The test code is adapted from the article written by Jonathan Rentzsch which #joshperry referenced. The tests were run on a Macbook Pro with a quad-core 2.8 GHz Intel Core i7 64-bit processor and 16GB of RAM.

If you have a 32bit data bus, the address bus address lines connected to the memory will start from A2, so only 32bit aligned addresses can be accessed in a single bus cycle.
So if a word spans an address alignment boundary - i.e. A0 for 16/32 bit data or A1 for 32 bit data are not zero, two bus cycles are required to obtain the data.
Some architectures/instruction sets do not support unaligned access and will generate an exception on such attempts, so compiler generated unaligned access code requires not just additional bus cycles, but additional instructions, making it even less efficient.
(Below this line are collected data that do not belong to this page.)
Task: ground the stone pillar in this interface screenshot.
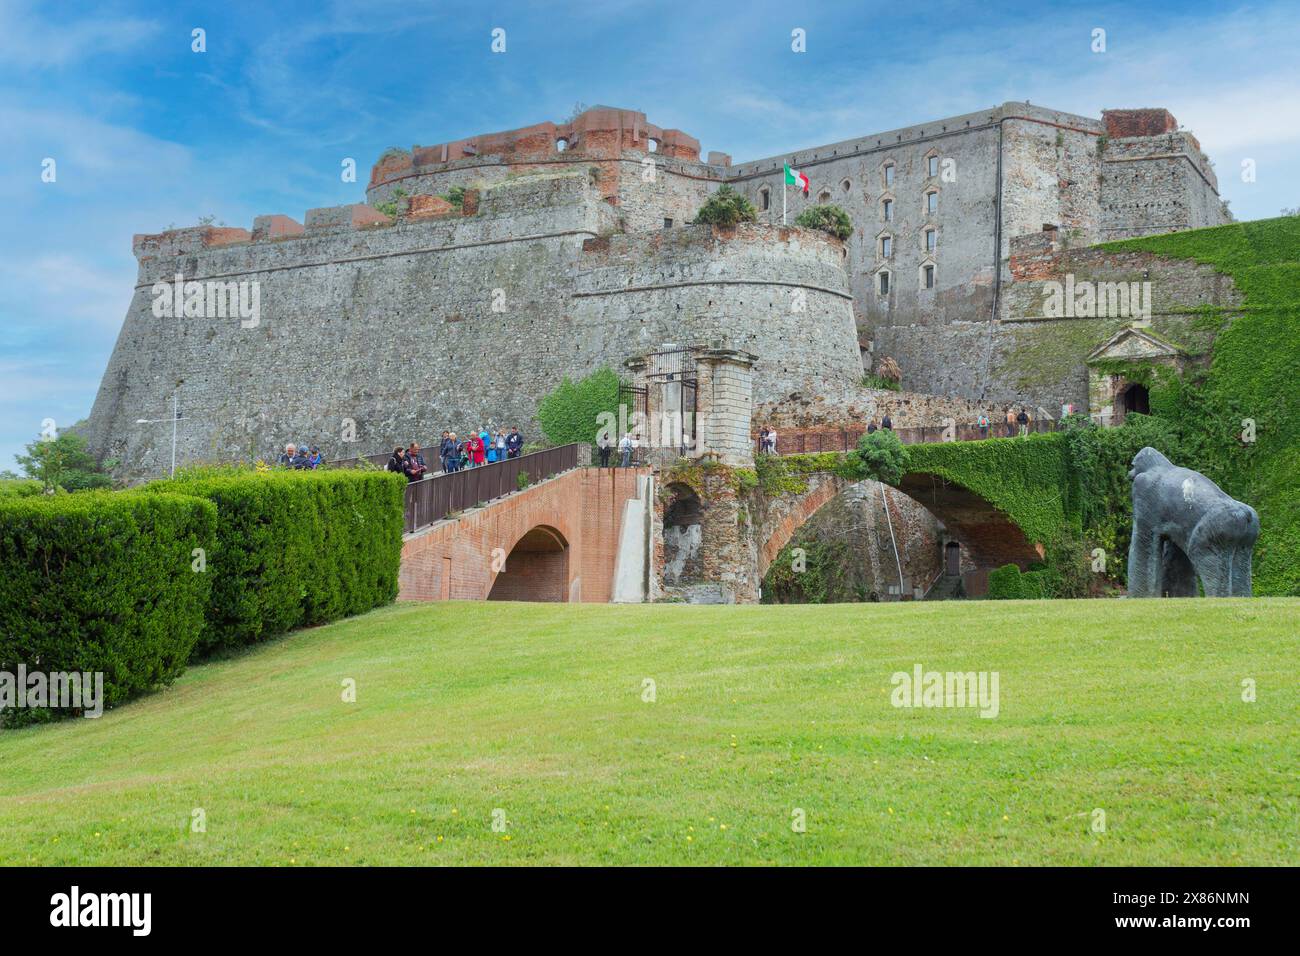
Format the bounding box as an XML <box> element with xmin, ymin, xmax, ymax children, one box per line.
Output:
<box><xmin>693</xmin><ymin>348</ymin><xmax>757</xmax><ymax>466</ymax></box>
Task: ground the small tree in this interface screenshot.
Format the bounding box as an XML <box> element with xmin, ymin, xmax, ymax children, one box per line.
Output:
<box><xmin>692</xmin><ymin>186</ymin><xmax>757</xmax><ymax>227</ymax></box>
<box><xmin>795</xmin><ymin>204</ymin><xmax>853</xmax><ymax>240</ymax></box>
<box><xmin>537</xmin><ymin>368</ymin><xmax>622</xmax><ymax>447</ymax></box>
<box><xmin>855</xmin><ymin>429</ymin><xmax>907</xmax><ymax>485</ymax></box>
<box><xmin>14</xmin><ymin>431</ymin><xmax>113</xmax><ymax>493</ymax></box>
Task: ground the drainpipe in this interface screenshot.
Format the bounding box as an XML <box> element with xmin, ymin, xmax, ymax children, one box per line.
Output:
<box><xmin>979</xmin><ymin>118</ymin><xmax>1007</xmax><ymax>400</ymax></box>
<box><xmin>880</xmin><ymin>483</ymin><xmax>905</xmax><ymax>598</ymax></box>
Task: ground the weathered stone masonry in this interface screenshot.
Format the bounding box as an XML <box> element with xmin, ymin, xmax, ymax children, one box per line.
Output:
<box><xmin>87</xmin><ymin>103</ymin><xmax>1230</xmax><ymax>480</ymax></box>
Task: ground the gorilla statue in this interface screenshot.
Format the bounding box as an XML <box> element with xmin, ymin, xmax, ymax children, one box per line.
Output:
<box><xmin>1126</xmin><ymin>447</ymin><xmax>1259</xmax><ymax>597</ymax></box>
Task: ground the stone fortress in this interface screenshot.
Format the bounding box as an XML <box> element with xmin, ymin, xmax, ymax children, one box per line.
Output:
<box><xmin>86</xmin><ymin>103</ymin><xmax>1232</xmax><ymax>483</ymax></box>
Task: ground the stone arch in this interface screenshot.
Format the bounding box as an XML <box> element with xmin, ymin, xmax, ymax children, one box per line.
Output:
<box><xmin>663</xmin><ymin>482</ymin><xmax>703</xmax><ymax>585</ymax></box>
<box><xmin>758</xmin><ymin>471</ymin><xmax>1041</xmax><ymax>582</ymax></box>
<box><xmin>487</xmin><ymin>523</ymin><xmax>571</xmax><ymax>602</ymax></box>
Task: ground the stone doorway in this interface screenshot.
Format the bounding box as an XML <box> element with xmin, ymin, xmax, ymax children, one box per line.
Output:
<box><xmin>663</xmin><ymin>482</ymin><xmax>703</xmax><ymax>585</ymax></box>
<box><xmin>945</xmin><ymin>540</ymin><xmax>961</xmax><ymax>576</ymax></box>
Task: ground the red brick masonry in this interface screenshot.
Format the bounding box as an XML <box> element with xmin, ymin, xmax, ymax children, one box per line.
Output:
<box><xmin>399</xmin><ymin>467</ymin><xmax>647</xmax><ymax>602</ymax></box>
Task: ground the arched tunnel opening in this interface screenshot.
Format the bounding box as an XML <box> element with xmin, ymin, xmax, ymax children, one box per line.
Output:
<box><xmin>761</xmin><ymin>474</ymin><xmax>1041</xmax><ymax>603</ymax></box>
<box><xmin>487</xmin><ymin>525</ymin><xmax>571</xmax><ymax>602</ymax></box>
<box><xmin>663</xmin><ymin>482</ymin><xmax>704</xmax><ymax>585</ymax></box>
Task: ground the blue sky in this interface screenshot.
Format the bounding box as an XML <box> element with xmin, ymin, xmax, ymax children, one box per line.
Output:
<box><xmin>2</xmin><ymin>0</ymin><xmax>1298</xmax><ymax>472</ymax></box>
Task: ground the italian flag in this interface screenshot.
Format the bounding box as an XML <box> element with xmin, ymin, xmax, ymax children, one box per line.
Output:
<box><xmin>784</xmin><ymin>163</ymin><xmax>809</xmax><ymax>196</ymax></box>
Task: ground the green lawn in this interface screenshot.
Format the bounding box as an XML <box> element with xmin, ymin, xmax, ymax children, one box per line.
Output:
<box><xmin>1</xmin><ymin>599</ymin><xmax>1295</xmax><ymax>866</ymax></box>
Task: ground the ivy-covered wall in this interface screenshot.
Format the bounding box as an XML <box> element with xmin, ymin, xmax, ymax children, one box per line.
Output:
<box><xmin>1101</xmin><ymin>216</ymin><xmax>1300</xmax><ymax>595</ymax></box>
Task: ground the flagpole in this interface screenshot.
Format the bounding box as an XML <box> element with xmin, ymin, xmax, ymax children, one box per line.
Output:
<box><xmin>782</xmin><ymin>175</ymin><xmax>787</xmax><ymax>225</ymax></box>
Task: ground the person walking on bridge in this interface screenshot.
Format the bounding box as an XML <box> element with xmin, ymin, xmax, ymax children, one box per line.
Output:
<box><xmin>1016</xmin><ymin>407</ymin><xmax>1030</xmax><ymax>438</ymax></box>
<box><xmin>1004</xmin><ymin>409</ymin><xmax>1016</xmax><ymax>437</ymax></box>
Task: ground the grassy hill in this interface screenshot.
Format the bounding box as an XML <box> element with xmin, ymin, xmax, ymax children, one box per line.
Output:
<box><xmin>1</xmin><ymin>599</ymin><xmax>1295</xmax><ymax>866</ymax></box>
<box><xmin>1103</xmin><ymin>215</ymin><xmax>1300</xmax><ymax>595</ymax></box>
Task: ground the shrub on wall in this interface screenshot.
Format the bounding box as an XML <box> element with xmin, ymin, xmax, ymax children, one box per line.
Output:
<box><xmin>691</xmin><ymin>186</ymin><xmax>757</xmax><ymax>226</ymax></box>
<box><xmin>537</xmin><ymin>367</ymin><xmax>621</xmax><ymax>449</ymax></box>
<box><xmin>0</xmin><ymin>491</ymin><xmax>216</xmax><ymax>725</ymax></box>
<box><xmin>854</xmin><ymin>429</ymin><xmax>908</xmax><ymax>485</ymax></box>
<box><xmin>148</xmin><ymin>470</ymin><xmax>405</xmax><ymax>653</ymax></box>
<box><xmin>795</xmin><ymin>204</ymin><xmax>853</xmax><ymax>240</ymax></box>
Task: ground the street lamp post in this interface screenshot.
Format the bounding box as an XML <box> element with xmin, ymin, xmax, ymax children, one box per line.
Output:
<box><xmin>136</xmin><ymin>387</ymin><xmax>182</xmax><ymax>477</ymax></box>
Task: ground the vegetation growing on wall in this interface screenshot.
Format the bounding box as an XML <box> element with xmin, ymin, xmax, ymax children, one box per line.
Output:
<box><xmin>795</xmin><ymin>203</ymin><xmax>853</xmax><ymax>240</ymax></box>
<box><xmin>691</xmin><ymin>185</ymin><xmax>757</xmax><ymax>226</ymax></box>
<box><xmin>763</xmin><ymin>538</ymin><xmax>860</xmax><ymax>604</ymax></box>
<box><xmin>905</xmin><ymin>433</ymin><xmax>1080</xmax><ymax>548</ymax></box>
<box><xmin>1102</xmin><ymin>215</ymin><xmax>1300</xmax><ymax>594</ymax></box>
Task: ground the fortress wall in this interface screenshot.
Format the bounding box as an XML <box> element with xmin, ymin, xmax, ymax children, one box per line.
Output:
<box><xmin>985</xmin><ymin>239</ymin><xmax>1242</xmax><ymax>411</ymax></box>
<box><xmin>87</xmin><ymin>174</ymin><xmax>617</xmax><ymax>479</ymax></box>
<box><xmin>726</xmin><ymin>108</ymin><xmax>1007</xmax><ymax>340</ymax></box>
<box><xmin>998</xmin><ymin>114</ymin><xmax>1103</xmax><ymax>255</ymax></box>
<box><xmin>367</xmin><ymin>151</ymin><xmax>724</xmax><ymax>234</ymax></box>
<box><xmin>572</xmin><ymin>223</ymin><xmax>862</xmax><ymax>403</ymax></box>
<box><xmin>1100</xmin><ymin>132</ymin><xmax>1229</xmax><ymax>239</ymax></box>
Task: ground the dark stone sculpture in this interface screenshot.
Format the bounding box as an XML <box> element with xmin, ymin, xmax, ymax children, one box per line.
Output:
<box><xmin>1126</xmin><ymin>447</ymin><xmax>1259</xmax><ymax>597</ymax></box>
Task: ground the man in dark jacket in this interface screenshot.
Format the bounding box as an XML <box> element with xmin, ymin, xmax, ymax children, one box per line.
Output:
<box><xmin>406</xmin><ymin>442</ymin><xmax>427</xmax><ymax>480</ymax></box>
<box><xmin>881</xmin><ymin>414</ymin><xmax>893</xmax><ymax>431</ymax></box>
<box><xmin>290</xmin><ymin>445</ymin><xmax>312</xmax><ymax>469</ymax></box>
<box><xmin>506</xmin><ymin>427</ymin><xmax>523</xmax><ymax>459</ymax></box>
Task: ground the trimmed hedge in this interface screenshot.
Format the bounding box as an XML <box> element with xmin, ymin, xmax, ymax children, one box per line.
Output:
<box><xmin>0</xmin><ymin>479</ymin><xmax>43</xmax><ymax>499</ymax></box>
<box><xmin>147</xmin><ymin>470</ymin><xmax>405</xmax><ymax>653</ymax></box>
<box><xmin>986</xmin><ymin>563</ymin><xmax>1050</xmax><ymax>600</ymax></box>
<box><xmin>0</xmin><ymin>491</ymin><xmax>216</xmax><ymax>723</ymax></box>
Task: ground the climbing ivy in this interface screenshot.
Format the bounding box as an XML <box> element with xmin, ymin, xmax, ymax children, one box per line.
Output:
<box><xmin>904</xmin><ymin>433</ymin><xmax>1080</xmax><ymax>548</ymax></box>
<box><xmin>1102</xmin><ymin>215</ymin><xmax>1300</xmax><ymax>594</ymax></box>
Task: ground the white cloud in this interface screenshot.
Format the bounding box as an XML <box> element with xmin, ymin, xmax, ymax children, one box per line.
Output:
<box><xmin>0</xmin><ymin>1</ymin><xmax>159</xmax><ymax>69</ymax></box>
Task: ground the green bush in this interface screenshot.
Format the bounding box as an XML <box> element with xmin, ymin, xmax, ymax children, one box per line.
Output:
<box><xmin>12</xmin><ymin>432</ymin><xmax>113</xmax><ymax>493</ymax></box>
<box><xmin>692</xmin><ymin>186</ymin><xmax>757</xmax><ymax>227</ymax></box>
<box><xmin>986</xmin><ymin>563</ymin><xmax>1050</xmax><ymax>600</ymax></box>
<box><xmin>0</xmin><ymin>491</ymin><xmax>216</xmax><ymax>725</ymax></box>
<box><xmin>538</xmin><ymin>367</ymin><xmax>621</xmax><ymax>447</ymax></box>
<box><xmin>0</xmin><ymin>479</ymin><xmax>43</xmax><ymax>499</ymax></box>
<box><xmin>795</xmin><ymin>203</ymin><xmax>853</xmax><ymax>240</ymax></box>
<box><xmin>148</xmin><ymin>470</ymin><xmax>405</xmax><ymax>653</ymax></box>
<box><xmin>855</xmin><ymin>429</ymin><xmax>908</xmax><ymax>485</ymax></box>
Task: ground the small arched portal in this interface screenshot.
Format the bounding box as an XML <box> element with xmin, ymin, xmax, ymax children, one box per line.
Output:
<box><xmin>487</xmin><ymin>525</ymin><xmax>570</xmax><ymax>602</ymax></box>
<box><xmin>663</xmin><ymin>482</ymin><xmax>703</xmax><ymax>584</ymax></box>
<box><xmin>944</xmin><ymin>540</ymin><xmax>962</xmax><ymax>576</ymax></box>
<box><xmin>1120</xmin><ymin>382</ymin><xmax>1150</xmax><ymax>420</ymax></box>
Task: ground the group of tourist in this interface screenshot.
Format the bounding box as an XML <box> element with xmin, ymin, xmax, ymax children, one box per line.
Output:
<box><xmin>277</xmin><ymin>443</ymin><xmax>324</xmax><ymax>469</ymax></box>
<box><xmin>976</xmin><ymin>408</ymin><xmax>1032</xmax><ymax>438</ymax></box>
<box><xmin>384</xmin><ymin>428</ymin><xmax>526</xmax><ymax>481</ymax></box>
<box><xmin>757</xmin><ymin>426</ymin><xmax>780</xmax><ymax>454</ymax></box>
<box><xmin>596</xmin><ymin>432</ymin><xmax>640</xmax><ymax>467</ymax></box>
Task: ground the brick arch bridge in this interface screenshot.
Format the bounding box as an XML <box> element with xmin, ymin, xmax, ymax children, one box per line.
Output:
<box><xmin>399</xmin><ymin>467</ymin><xmax>645</xmax><ymax>602</ymax></box>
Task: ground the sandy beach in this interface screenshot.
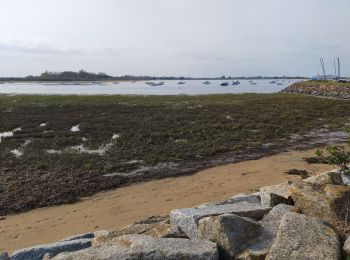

If a system with byte-addressable memory has a 32-bit-wide memory bus, that means there are effectively four byte-wide memory systems which are all wired to read or write the same address. An aligned 32-bit read will require information stored in the same address in all four memory systems, so all systems can supply data simultaneously. An unaligned 32-bit read would require some memory systems to return data from one address, and some to return data from the next higher address. Although there are some memory systems that are optimized to be able to fulfill such requests (in addition to their address, they effectively have a "plus one" signal which causes them to use an address one higher than specified) such a feature adds considerable cost and complexity to a memory system; most commodity memory systems simply cannot return portions of different 32-bit words at the same time.

On PowerPC you can load an integer from an odd address with no problems.
Sparc and I86 and (I think) Itatnium raise hardware exceptions when you try this.
One 32 bit load vs four 8 bit loads isnt going to make a lot of difference on most modern processors. Whether the data is already in cache or not will have a far greater effect.